Aug 30, 2010
GM was recently on the “verge of death.” Now, just over a year later, it is making so much profit that it is able to issue new stocks it can expect investors to buy. GM says it will use the proceeds to pay back government loans.
GM is making those profits directly from concessions it and the government extorted from its workers: New hires will get $14 an hour, half of what current workers get. And retirees’ medical coverage will be paid by the union, not the company. And that’s not all: GM also took back wage increases and cost of living protections from current workers and pushed back many gains which guaranteed workers’ working conditions: break times were cut, line speed was increased, and pay for daily overtime was eliminated. In short, GM is getting far more work out of fewer workers for far lower wages.
This new stock offering is being touted as a return to normal for a resurgent auto company. And it is: it’s a move to reestablish the financial ties between GM and the banks, ties that will allow those banks to suck up GM’s profits once again.
So long as the government owned a majority share of GM and it was loaning GM money, the big banks made little money from GM. And this particularly hit the Morgan financial interests, which have long been GM’s bankers, funding it and ultimately controlling it – JP Morgan Chase and Morgan Stanley, among others.
These banks are expected to take the lead in orchestrating GM’s new public stock offering.

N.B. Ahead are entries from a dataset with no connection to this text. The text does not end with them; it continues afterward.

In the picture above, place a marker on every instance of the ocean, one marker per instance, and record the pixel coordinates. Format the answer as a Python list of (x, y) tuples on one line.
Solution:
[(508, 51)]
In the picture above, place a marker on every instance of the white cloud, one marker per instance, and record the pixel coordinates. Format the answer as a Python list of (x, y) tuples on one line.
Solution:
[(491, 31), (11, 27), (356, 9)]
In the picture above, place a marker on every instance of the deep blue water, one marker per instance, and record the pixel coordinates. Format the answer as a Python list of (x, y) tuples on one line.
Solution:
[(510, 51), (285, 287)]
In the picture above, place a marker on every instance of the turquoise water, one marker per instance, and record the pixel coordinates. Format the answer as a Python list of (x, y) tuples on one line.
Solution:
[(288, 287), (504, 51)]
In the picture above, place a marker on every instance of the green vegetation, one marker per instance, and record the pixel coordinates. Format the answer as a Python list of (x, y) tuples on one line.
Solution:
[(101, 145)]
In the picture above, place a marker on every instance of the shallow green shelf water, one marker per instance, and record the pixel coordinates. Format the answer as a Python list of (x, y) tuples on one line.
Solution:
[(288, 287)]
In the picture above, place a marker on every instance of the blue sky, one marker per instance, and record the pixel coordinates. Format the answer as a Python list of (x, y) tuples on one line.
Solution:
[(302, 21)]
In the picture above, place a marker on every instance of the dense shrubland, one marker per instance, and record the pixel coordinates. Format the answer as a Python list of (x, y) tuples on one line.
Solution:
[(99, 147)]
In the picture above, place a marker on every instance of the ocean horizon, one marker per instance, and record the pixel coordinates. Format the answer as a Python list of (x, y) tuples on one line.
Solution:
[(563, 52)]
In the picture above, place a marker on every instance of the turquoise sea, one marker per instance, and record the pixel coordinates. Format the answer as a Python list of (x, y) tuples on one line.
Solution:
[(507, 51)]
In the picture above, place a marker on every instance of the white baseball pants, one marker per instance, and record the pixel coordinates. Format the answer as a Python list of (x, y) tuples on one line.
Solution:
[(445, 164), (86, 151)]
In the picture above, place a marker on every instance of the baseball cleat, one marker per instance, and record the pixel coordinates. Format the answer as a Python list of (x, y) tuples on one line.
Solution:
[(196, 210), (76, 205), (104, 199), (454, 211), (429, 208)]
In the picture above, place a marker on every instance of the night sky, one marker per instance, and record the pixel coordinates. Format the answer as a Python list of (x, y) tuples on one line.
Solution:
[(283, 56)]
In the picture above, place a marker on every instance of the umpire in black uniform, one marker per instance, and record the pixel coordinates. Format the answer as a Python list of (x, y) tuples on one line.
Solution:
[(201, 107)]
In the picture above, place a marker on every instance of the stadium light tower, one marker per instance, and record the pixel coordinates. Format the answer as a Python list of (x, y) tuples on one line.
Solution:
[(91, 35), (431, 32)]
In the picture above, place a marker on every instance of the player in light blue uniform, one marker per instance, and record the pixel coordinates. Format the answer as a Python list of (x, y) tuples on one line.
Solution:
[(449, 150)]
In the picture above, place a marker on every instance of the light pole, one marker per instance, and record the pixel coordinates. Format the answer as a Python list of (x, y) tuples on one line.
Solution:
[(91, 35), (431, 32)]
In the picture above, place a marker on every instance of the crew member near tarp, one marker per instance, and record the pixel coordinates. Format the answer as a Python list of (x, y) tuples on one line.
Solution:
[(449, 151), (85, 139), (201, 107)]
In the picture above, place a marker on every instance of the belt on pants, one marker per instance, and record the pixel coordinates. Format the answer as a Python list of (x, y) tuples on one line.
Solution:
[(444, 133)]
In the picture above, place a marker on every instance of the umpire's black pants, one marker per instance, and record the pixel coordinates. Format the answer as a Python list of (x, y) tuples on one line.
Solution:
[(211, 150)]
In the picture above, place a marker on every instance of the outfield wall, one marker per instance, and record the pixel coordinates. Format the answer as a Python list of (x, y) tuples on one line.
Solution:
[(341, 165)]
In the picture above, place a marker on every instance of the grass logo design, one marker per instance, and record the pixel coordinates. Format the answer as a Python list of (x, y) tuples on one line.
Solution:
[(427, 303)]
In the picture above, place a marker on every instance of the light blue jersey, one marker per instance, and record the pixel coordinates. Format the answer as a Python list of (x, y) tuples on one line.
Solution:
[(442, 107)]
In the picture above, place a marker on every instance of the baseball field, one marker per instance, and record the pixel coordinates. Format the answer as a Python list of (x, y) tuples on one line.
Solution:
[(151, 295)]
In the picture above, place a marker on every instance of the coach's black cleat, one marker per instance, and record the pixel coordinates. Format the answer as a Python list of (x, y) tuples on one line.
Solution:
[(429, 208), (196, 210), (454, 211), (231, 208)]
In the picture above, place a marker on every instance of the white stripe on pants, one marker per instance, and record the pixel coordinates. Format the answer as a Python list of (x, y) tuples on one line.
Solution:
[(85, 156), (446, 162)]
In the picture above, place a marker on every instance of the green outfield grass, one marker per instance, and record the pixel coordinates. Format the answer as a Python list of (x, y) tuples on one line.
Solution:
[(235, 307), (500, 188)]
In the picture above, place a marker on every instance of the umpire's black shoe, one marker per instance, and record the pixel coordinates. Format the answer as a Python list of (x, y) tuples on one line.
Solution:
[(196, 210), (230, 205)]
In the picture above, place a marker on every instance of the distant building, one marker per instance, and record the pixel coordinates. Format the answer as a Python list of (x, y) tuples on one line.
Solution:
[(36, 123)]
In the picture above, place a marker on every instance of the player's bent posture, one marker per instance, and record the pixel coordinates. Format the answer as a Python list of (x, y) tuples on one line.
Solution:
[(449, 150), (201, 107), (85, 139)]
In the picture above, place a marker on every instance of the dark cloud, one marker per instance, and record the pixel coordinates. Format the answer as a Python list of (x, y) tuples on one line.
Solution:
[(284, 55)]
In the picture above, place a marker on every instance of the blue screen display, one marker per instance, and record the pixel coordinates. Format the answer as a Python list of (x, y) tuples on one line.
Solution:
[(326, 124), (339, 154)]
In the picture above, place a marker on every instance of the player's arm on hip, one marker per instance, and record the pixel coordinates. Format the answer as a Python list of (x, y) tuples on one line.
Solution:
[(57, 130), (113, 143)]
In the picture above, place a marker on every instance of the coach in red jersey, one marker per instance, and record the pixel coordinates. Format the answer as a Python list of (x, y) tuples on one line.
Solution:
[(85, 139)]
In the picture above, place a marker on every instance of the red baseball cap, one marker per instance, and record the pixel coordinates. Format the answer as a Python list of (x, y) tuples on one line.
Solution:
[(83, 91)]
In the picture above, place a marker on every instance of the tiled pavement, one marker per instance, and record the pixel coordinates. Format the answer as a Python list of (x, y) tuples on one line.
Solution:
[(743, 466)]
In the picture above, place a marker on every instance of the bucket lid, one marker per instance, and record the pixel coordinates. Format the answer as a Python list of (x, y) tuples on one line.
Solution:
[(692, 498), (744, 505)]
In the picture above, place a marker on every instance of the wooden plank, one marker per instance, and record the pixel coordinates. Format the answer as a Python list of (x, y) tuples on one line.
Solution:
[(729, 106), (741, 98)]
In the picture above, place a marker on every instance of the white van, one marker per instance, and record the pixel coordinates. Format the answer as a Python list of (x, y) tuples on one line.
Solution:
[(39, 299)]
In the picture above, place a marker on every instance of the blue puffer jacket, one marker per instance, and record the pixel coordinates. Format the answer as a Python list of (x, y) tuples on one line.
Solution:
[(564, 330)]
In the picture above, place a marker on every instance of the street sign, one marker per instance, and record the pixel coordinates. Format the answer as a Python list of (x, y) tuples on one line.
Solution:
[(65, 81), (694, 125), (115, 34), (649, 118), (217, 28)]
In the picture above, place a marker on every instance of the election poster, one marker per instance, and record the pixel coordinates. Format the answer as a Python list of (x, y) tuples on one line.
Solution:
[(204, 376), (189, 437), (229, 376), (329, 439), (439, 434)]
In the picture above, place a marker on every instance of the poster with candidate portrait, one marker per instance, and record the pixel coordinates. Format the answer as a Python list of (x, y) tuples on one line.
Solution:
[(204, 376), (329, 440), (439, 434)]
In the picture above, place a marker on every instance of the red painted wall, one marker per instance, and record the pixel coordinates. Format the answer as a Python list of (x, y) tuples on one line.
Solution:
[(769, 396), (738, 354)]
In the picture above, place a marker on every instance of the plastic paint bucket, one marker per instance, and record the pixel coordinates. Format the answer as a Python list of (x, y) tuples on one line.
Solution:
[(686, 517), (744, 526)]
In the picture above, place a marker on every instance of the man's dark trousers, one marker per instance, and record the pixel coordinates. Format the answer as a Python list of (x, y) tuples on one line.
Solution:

They stand to make billions once the old relationship is reestablished, starting with more than 120 million dollars just on the fees paid by GM to float the stock offering.
But that’s just the beginning: once the stocks are sold and the government is out of the way, the banks themselves will be making the loans to GM, loans that every industrial company needs to take to operate on a daily basis.
To see what this means, we can look to another auto company: Ford never went bankrupt, so it kept taking its loans from the banks instead of from the government. Now, in the second quarter of this year, it paid $1,154 for every vehicle it sold – just on the interest it owes on its debts to the banks. Much of that goes to Goldman Sachs. Ford has had close ties with Goldman ever since the 1950s.
Because the banks control the money that the industrial companies need to operate, they effectively control the companies. They are able to ensure that those industrial companies make decisions that will directly benefit the banks even more.
And, because the workers always produce much more value than they’re being paid for, much of the surplus they create goes directly into the coffers of the banks. This is the relationship the banks have reestablished at GM, the relationship that continues at Ford.